NCBI accession numbers from a study of two tintinnid ciliate species, Schmidingerella arcuata and Schmidingerella meunieri

Website: https://www.bco-dmo.org/dataset/924260
Data Type: experimental
Version: 1
Version Date: 2024-06-13

Project
» Collaborative Research: Combining single-cell and community 'omics' to test hypotheses about diversity and function of planktonic ciliates (Ciliate Omics)
ContributorsAffiliationRole
McManus, GeorgeUniversity of Connecticut (UConn)Principal Investigator
Katz, Laura A.Smith CollegeCo-Principal Investigator
Santoferrara, LucianaHofstra UniversityCo-Principal Investigator
Rauch, ShannonWoods Hole Oceanographic Institution (WHOI BCO-DMO)BCO-DMO Data Manager

Abstract
Many ciliates express their genes only after "unscrambling" them from the genome (portions of the gene may be reversed in the genome or expressed in a different order from what is in the genome). Because the scrambling process would have to be unique to a given species, we can use genome/transcriptome comparisons of single cells to define species boundaries. We showed that two tintinnid ciliate species that look almost identical, Schmidingerella arcuata and S. meunieri, scramble and unscramble their genes differently in the step before transcription, verifying that they represent two distinct biological species. We are also using the single-cell -omics data to better understand the evolutionary relationships (phylogenomics) among tintinnids and related planktonic ciliates. The information in this dataset indicates how to access the sequence data from NCBI.


Coverage

Location: Northwest Atlantic continental shelf (New England coast) and Puget Sound
Spatial Extent: N:48.5 E:-72.06 S:41.31 W:-122.7
Temporal Extent: 2019 - 2019

Methods & Sampling

This project required sequencing whole genomes and transcriptomes from single cells picked from two cultures. One was Schmidingerella arcuata (urn:lsid:marinespecies.org:taxname:732664), isolated from the East Coast of the United States in Long Island Sound; the other was Schmidingerella meunieri (urn:lsid:marinespecies.org:taxname:732864), isolated by S. Strom from Puget Sound on the West Coast of the United States. S. arcuata was collected from the surface waters of northeastern Long Island Sound, CT (41.31°N, 72.06°W), using a 20-micrometer (µm) mesh plankton net. Single cells were isolated with drawn capillaries and moved to six-well culture plates with 0.2-µm-filtered sample water. The goal was to quantify the degree of difference in genome architecture for these two close congeners.

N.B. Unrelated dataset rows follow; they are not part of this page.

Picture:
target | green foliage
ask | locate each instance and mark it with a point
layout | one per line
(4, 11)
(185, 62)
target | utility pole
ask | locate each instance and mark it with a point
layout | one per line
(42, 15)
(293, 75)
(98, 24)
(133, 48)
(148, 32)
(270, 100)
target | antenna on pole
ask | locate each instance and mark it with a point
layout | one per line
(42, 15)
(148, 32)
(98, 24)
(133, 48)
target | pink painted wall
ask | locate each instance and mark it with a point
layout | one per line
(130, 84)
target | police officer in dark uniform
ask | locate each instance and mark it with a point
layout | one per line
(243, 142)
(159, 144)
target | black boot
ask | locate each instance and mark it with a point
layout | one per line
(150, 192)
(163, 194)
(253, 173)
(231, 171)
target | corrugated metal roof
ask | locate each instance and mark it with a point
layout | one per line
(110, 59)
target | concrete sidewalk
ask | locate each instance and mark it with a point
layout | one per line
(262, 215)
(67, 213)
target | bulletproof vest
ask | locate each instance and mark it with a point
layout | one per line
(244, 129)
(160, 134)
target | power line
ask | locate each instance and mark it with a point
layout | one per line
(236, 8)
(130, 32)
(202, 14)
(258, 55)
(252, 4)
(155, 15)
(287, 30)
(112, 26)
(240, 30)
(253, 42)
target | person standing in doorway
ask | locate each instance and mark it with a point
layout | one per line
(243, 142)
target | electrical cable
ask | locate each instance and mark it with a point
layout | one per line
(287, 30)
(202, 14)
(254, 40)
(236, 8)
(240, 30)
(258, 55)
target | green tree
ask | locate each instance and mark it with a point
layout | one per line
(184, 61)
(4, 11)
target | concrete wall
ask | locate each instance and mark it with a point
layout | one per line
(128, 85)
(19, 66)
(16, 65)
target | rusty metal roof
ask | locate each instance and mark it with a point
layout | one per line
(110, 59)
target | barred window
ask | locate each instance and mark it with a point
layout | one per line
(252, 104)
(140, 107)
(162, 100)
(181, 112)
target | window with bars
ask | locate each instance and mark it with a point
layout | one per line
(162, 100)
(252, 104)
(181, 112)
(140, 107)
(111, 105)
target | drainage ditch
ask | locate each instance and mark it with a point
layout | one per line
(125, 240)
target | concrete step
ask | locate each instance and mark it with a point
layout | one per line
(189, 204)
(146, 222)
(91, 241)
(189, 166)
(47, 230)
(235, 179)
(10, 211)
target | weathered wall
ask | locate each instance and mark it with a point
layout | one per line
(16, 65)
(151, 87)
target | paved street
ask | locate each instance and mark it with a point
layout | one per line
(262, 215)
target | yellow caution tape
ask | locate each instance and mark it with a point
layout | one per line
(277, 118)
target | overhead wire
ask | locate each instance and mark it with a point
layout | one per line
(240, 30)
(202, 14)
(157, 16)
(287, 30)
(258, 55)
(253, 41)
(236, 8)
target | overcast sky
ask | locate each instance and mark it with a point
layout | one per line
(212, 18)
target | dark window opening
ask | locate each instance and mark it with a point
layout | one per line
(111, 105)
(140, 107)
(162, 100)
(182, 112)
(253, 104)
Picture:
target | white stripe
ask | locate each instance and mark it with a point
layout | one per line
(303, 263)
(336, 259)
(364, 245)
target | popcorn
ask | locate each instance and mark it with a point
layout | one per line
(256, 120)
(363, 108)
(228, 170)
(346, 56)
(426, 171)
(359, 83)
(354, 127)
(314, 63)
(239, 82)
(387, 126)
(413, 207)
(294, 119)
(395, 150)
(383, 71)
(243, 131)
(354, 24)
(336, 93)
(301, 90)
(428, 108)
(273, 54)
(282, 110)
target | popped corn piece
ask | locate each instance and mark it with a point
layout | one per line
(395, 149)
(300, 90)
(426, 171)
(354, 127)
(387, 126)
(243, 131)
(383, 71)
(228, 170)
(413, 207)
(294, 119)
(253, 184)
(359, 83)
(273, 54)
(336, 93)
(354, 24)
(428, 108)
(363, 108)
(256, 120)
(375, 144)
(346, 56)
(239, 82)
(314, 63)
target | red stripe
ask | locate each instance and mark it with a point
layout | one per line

The cultures were grown in filtered seawater at 18 degrees Celsius (°C) on a 12:12 light cycle and fed the dinoflagellate Heterocapsa triquetra and the prymnesiophyte Isochrysis galbana. Individual cells were picked with a drawn capillary pipette and processed for sequencing as detailed below (from Smith et al 2020).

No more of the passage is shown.